Nucleïnezuren zijn belangrijke macromoleculen in de continuïteit van het leven. Zij dragen de genetische blauwdruk van een cel en dragen instructies voor het functioneren van de cel. De twee belangrijkste soorten nucleïnezuren zijn desoxyribonucleïnezuur (DNA) en ribonucleïnezuur (RNA). DNA is het genetisch materiaal dat wordt aangetroffen in alle levende organismen, variërend van eencellige bacteriën tot meercellige zoogdieren. Het andere type nucleïnezuur, RNA, is meestal betrokken bij de eiwitsynthese. De DNA-moleculen verlaten de celkern nooit, maar gebruiken in plaats daarvan een RNA-tussenpersoon om met de rest van de cel te communiceren. Andere soorten RNA zijn ook betrokken bij de eiwitsynthese en de regulering daarvan. In een later hoofdstuk zullen wij meer in detail ingaan op nucleïnezuren.

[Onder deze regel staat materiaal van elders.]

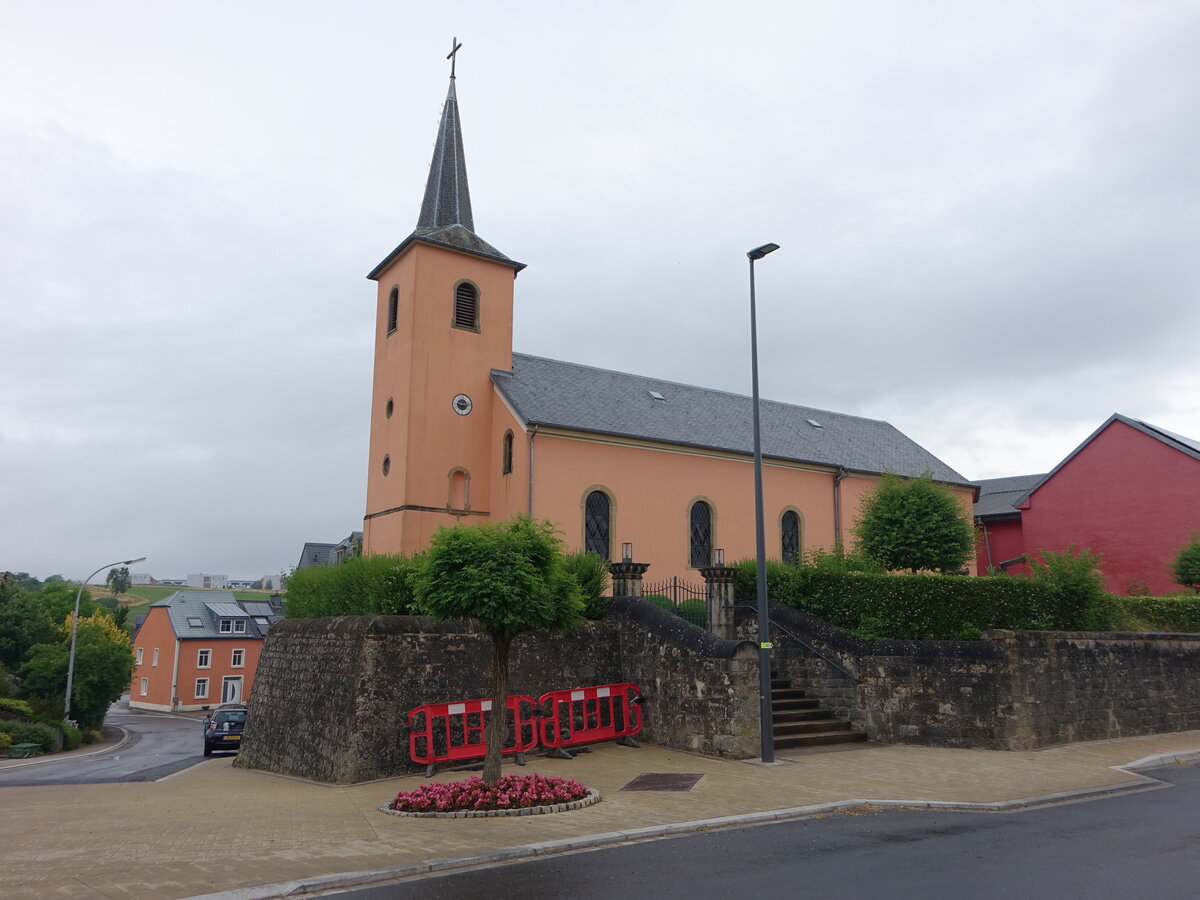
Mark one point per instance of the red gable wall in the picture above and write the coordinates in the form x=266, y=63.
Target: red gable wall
x=1125, y=495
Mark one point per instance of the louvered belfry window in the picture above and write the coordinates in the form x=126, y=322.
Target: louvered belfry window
x=597, y=521
x=701, y=534
x=790, y=537
x=466, y=306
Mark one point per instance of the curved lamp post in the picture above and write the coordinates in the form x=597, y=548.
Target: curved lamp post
x=75, y=628
x=766, y=729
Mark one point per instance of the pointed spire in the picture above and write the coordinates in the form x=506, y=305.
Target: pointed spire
x=447, y=196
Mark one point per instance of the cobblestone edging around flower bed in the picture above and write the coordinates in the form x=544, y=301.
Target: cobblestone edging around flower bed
x=592, y=798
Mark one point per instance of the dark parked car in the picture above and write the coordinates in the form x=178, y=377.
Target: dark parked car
x=222, y=730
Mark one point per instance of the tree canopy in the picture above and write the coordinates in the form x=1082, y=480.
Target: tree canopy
x=118, y=580
x=507, y=577
x=915, y=525
x=1186, y=565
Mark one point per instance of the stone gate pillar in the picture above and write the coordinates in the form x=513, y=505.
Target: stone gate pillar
x=627, y=579
x=719, y=580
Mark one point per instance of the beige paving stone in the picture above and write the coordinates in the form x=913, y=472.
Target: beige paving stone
x=216, y=827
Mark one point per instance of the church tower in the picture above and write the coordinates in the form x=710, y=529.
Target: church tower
x=443, y=322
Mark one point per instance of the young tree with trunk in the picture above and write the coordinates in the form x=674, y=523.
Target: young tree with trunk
x=508, y=579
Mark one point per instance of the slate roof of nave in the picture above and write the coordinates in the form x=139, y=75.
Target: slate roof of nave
x=576, y=397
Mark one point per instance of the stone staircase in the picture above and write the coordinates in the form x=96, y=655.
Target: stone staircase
x=799, y=721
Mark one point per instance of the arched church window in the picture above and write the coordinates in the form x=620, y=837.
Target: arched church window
x=598, y=525
x=507, y=454
x=393, y=309
x=790, y=537
x=466, y=306
x=701, y=534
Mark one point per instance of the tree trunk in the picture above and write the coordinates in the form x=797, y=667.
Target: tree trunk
x=496, y=733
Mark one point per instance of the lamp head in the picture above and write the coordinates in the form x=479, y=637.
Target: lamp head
x=760, y=252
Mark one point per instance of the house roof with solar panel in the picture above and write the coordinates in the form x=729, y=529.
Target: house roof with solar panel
x=219, y=613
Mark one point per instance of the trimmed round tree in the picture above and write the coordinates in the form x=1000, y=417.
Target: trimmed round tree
x=915, y=525
x=507, y=577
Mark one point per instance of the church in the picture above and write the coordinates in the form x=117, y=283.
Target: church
x=463, y=430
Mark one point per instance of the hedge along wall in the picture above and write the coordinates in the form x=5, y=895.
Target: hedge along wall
x=1013, y=690
x=331, y=696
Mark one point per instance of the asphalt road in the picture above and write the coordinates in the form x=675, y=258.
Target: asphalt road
x=159, y=745
x=1141, y=845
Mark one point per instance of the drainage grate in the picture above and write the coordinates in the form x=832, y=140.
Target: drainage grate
x=663, y=781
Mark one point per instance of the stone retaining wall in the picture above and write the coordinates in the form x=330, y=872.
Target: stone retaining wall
x=331, y=696
x=1012, y=690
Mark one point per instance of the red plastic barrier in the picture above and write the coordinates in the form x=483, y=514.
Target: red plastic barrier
x=455, y=731
x=586, y=714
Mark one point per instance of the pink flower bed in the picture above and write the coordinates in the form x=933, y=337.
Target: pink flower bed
x=510, y=792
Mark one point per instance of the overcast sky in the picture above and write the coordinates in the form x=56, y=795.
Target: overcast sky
x=989, y=219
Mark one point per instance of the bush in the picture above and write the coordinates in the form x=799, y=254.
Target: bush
x=30, y=733
x=16, y=708
x=1074, y=575
x=592, y=571
x=1179, y=613
x=935, y=607
x=1186, y=565
x=364, y=586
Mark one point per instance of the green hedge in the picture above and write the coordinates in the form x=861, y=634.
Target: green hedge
x=1179, y=613
x=29, y=733
x=930, y=607
x=364, y=586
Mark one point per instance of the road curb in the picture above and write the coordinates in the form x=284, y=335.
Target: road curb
x=126, y=736
x=366, y=877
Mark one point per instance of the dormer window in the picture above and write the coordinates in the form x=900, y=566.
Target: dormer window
x=466, y=306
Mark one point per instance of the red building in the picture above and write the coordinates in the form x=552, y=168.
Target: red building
x=1129, y=492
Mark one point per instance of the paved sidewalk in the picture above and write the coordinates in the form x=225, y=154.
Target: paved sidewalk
x=215, y=828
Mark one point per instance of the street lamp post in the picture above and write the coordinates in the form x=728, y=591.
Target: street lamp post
x=766, y=729
x=75, y=628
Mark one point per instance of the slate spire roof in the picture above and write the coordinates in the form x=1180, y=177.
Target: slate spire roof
x=447, y=196
x=445, y=217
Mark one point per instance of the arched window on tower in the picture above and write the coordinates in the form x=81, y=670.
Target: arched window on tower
x=701, y=534
x=393, y=309
x=466, y=306
x=598, y=525
x=507, y=454
x=790, y=537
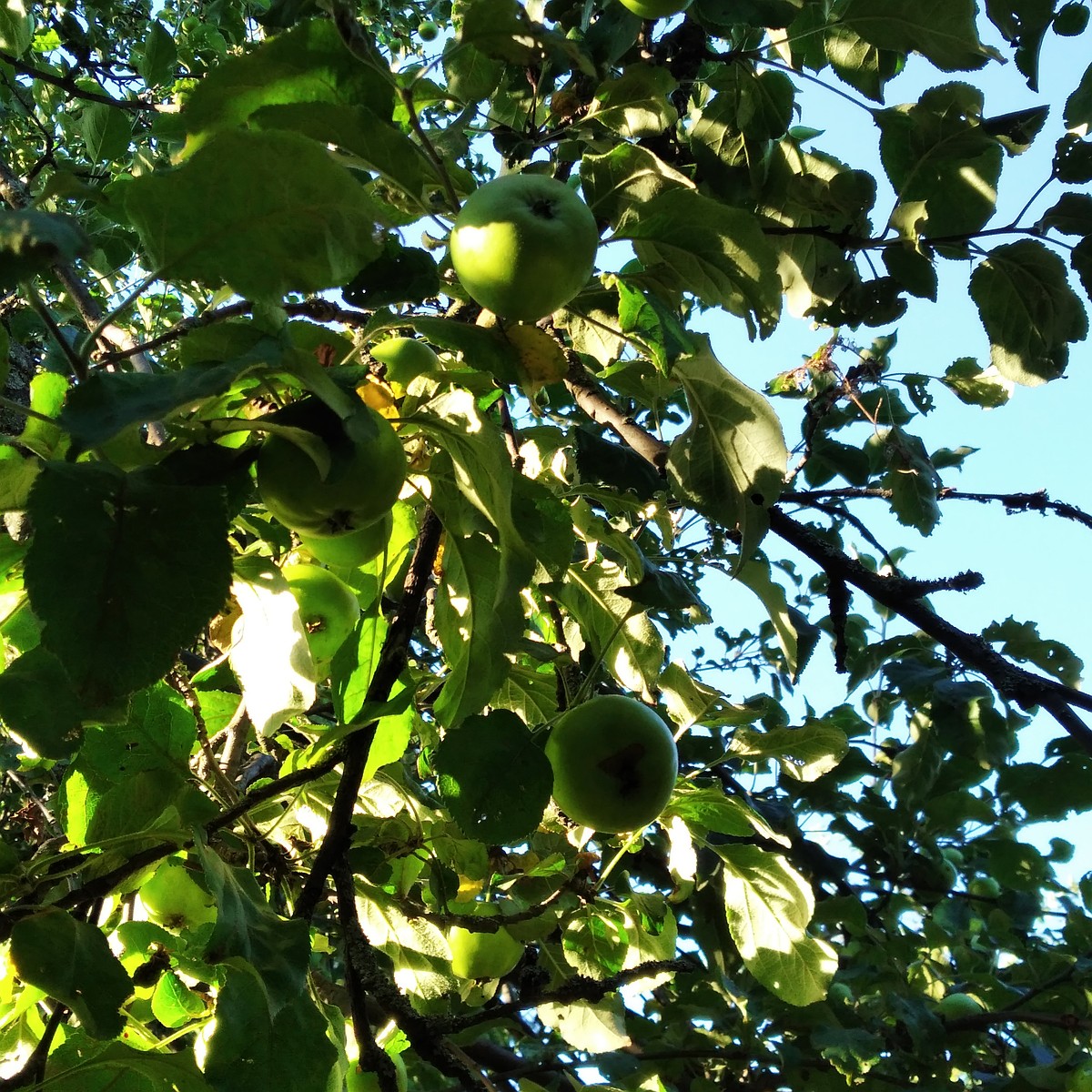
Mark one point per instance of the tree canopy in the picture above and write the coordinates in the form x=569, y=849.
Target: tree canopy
x=308, y=552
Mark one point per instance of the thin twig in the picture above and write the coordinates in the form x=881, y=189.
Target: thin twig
x=392, y=659
x=69, y=85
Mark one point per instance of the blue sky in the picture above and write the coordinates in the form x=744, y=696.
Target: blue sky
x=1031, y=562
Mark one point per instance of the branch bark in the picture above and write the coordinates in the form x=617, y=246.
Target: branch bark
x=392, y=659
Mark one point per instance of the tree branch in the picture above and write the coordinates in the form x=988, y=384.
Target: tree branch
x=69, y=85
x=425, y=1033
x=320, y=310
x=900, y=594
x=591, y=399
x=392, y=659
x=905, y=598
x=577, y=988
x=1014, y=501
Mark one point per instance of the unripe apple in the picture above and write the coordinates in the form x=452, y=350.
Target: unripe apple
x=523, y=246
x=328, y=609
x=984, y=887
x=405, y=359
x=483, y=955
x=353, y=549
x=956, y=1006
x=174, y=898
x=364, y=480
x=614, y=763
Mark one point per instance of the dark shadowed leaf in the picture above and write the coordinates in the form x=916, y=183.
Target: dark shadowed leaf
x=107, y=546
x=495, y=779
x=71, y=961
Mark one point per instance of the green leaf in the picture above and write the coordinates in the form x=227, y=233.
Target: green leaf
x=38, y=703
x=399, y=276
x=858, y=63
x=478, y=618
x=602, y=618
x=470, y=75
x=48, y=392
x=756, y=576
x=731, y=137
x=1029, y=310
x=636, y=103
x=80, y=1066
x=32, y=241
x=72, y=962
x=710, y=809
x=108, y=402
x=977, y=387
x=158, y=57
x=249, y=1046
x=249, y=935
x=1070, y=216
x=600, y=460
x=481, y=469
x=500, y=30
x=731, y=461
x=106, y=131
x=495, y=811
x=106, y=545
x=1078, y=113
x=626, y=178
x=593, y=1027
x=804, y=753
x=174, y=1004
x=16, y=478
x=912, y=480
x=1080, y=260
x=531, y=693
x=1016, y=131
x=1021, y=642
x=943, y=30
x=769, y=906
x=484, y=349
x=270, y=654
x=130, y=776
x=809, y=190
x=267, y=212
x=356, y=130
x=943, y=163
x=696, y=245
x=308, y=64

DNA en RNA zijn opgebouwd uit monomeren, nucleotiden genaamd, die met covalente bindingen aan elkaar zijn verbonden in een keten. Elke nucleotide bestaat uit drie componenten: een stikstofhoudende base, een vijf-koolstof suiker, en een fosfaatgroep (figuur 1). De stikstofhoudende base in een nucleotide zit vast aan het suikermolecuul, dat weer vastzit aan de fosfaatgroep.
De stikstofhoudende basen, belangrijke componenten van nucleotiden, zijn organische moleculen en worden zo genoemd omdat ze koolstof en stikstof bevatten. Het zijn basen omdat ze een aminogroep bevatten die het potentieel heeft een extra waterstof te binden en zo de waterstofionconcentratie in zijn omgeving verlaagt, waardoor het basischer wordt. Elke nucleotide in DNA bevat een van de vier mogelijke stikstofbasen: adenine (A), guanine (G) cytosine (C), en thymine (T). RNA bevat de base uracil (U) in plaats van thymine. De volgorde van de basen in een nucleïnezuur bepaalt de informatie die het DNA- of RNA-molecuul draagt. De volgorde van de basen in een DNA-gen bepaalt namelijk de volgorde waarin aminozuren zullen worden samengevoegd tot een eiwit.
De pentose suiker in DNA is deoxyribose, en in RNA is de suiker ribose (figuur 1). Het verschil tussen de suikers is de aanwezigheid van de hydroxylgroep op de tweede koolstof van de ribose en waterstof op de tweede koolstof van de deoxyribose. De koolstofatomen van het suikermolecuul zijn genummerd als 1′, 2′, 3′, 4′ en 5′ (1′ wordt gelezen als “een priem”). Het fosfaatresidu is gebonden aan de hydroxylgroep van het 5′-koolstofatoom van de ene suiker en de hydroxylgroep van het 3′-koolstofatoom van de suiker van de volgende nucleotide, waardoor een 5′-3′ fosfodiësterbinding (een specifiek type covalente binding) wordt gevormd. Een polynucleotide kan duizenden van dergelijke fosfodiesterbindingen hebben.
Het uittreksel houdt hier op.